Netherlands Forensic Institute, PO Box 24044, 2490 AA The Hague, the Netherlands; University of Amsterdam, Science Park 904, 1098 XH Amsterdam, the Netherlands.
Netherlands Forensic Institute, PO Box 24044, 2490 AA The Hague, the Netherlands.
Sci Justice. 2024 Sep;64(5):485-497. doi: 10.1016/j.scijus.2024.07.001. Epub 2024 Jul 9.
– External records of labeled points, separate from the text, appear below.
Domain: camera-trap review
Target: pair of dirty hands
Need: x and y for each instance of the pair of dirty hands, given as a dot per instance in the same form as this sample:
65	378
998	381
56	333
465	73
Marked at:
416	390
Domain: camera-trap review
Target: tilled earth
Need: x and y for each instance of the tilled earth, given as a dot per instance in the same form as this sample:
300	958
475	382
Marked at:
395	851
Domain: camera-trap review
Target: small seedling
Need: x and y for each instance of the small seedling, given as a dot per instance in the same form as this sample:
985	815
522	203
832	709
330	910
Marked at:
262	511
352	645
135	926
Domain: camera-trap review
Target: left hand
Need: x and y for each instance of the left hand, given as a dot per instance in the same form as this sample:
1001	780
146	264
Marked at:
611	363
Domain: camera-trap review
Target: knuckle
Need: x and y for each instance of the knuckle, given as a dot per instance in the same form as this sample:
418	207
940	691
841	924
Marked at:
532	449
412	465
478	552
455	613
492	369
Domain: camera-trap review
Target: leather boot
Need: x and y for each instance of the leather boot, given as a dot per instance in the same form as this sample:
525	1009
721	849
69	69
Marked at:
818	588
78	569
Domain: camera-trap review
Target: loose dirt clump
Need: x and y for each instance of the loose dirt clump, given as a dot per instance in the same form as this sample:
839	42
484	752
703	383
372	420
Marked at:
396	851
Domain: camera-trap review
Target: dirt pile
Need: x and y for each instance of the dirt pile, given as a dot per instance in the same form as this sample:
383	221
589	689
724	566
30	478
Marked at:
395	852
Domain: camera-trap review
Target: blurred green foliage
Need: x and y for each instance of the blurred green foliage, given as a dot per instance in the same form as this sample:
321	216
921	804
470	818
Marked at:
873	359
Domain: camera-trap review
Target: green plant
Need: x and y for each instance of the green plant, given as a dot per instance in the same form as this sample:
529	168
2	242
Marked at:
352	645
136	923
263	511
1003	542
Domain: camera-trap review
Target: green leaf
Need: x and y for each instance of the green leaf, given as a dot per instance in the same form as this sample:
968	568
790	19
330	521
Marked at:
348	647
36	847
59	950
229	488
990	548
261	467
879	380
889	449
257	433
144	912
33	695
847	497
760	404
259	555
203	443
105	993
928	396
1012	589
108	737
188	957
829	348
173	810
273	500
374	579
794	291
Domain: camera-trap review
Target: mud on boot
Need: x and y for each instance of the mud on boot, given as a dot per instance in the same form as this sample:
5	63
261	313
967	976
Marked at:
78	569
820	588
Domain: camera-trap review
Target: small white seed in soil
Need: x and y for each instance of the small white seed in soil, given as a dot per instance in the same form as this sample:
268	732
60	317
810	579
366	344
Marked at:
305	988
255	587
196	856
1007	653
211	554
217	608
Verifying the speaker of a speech fragment can be crucial in attributing a crime to a suspect. The question can be addressed given disputed and reference speech material, adopting the recommended and scientifically accepted likelihood ratio framework for reporting evidential strength in court. In forensic practice, usually, auditory and acoustic analyses are performed to carry out such a verification task considering a diversity of features, such as language competence, pronunciation, or other linguistic features. Automated speaker comparison systems can also be used alongside those manual analyses. State-of-the-art automatic speaker comparison systems are based on deep neural networks that take acoustic features as input. Additional information, though, may be obtained from linguistic analysis. In this paper, we aim to answer if, when and how modern acoustic-based systems can be complemented by an authorship technique based on frequent words, within the likelihood ratio framework. We consider three different approaches to derive a combined likelihood ratio: using a support vector machine algorithm, fitting bivariate normal distributions, and passing the score of the acoustic system as additional input to the frequent-word analysis. We apply our method to the forensically relevant dataset FRIDA and the FISHER corpus, and we explore under which conditions fusion is valuable. We evaluate our results in terms of log likelihood ratio cost (C) and equal error rate (EER). We show that fusion can be beneficial, especially in the case of intercepted phone calls with noise in the background.
验证一段演讲片段的说话人对于将犯罪归因于嫌疑人至关重要。可以采用推荐的和科学接受的证据强度报告似然比框架,在有争议和参考演讲材料的情况下解决这个问题。在法医实践中,通常会进行听觉和声学分析,以考虑语言能力、发音或其他语言特征等多种特征来执行这种验证任务。也可以使用自动化的说话人比较系统来配合这些手动分析。最先进的自动说话人比较系统基于将声学特征作为输入的深度神经网络。尽管如此,可能还可以从语言分析中获取其他信息。在本文中,我们旨在回答在似然比框架内,现代基于声学的系统是否可以、何时以及如何通过基于常用词的作者身份技术进行补充。我们考虑了三种不同的方法来推导出组合似然比:使用支持向量机算法、拟合双变量正态分布以及将声学系统的分数作为附加输入传递到常用词分析。我们将我们的方法应用于法医相关数据集 FRIDA 和 FISHER 语料库,并探索融合在哪些条件下是有价值的。我们根据对数似然比成本 (C) 和等错误率 (EER) 来评估我们的结果。我们表明融合可能是有益的,特别是在背景中有噪音的截获电话的情况下。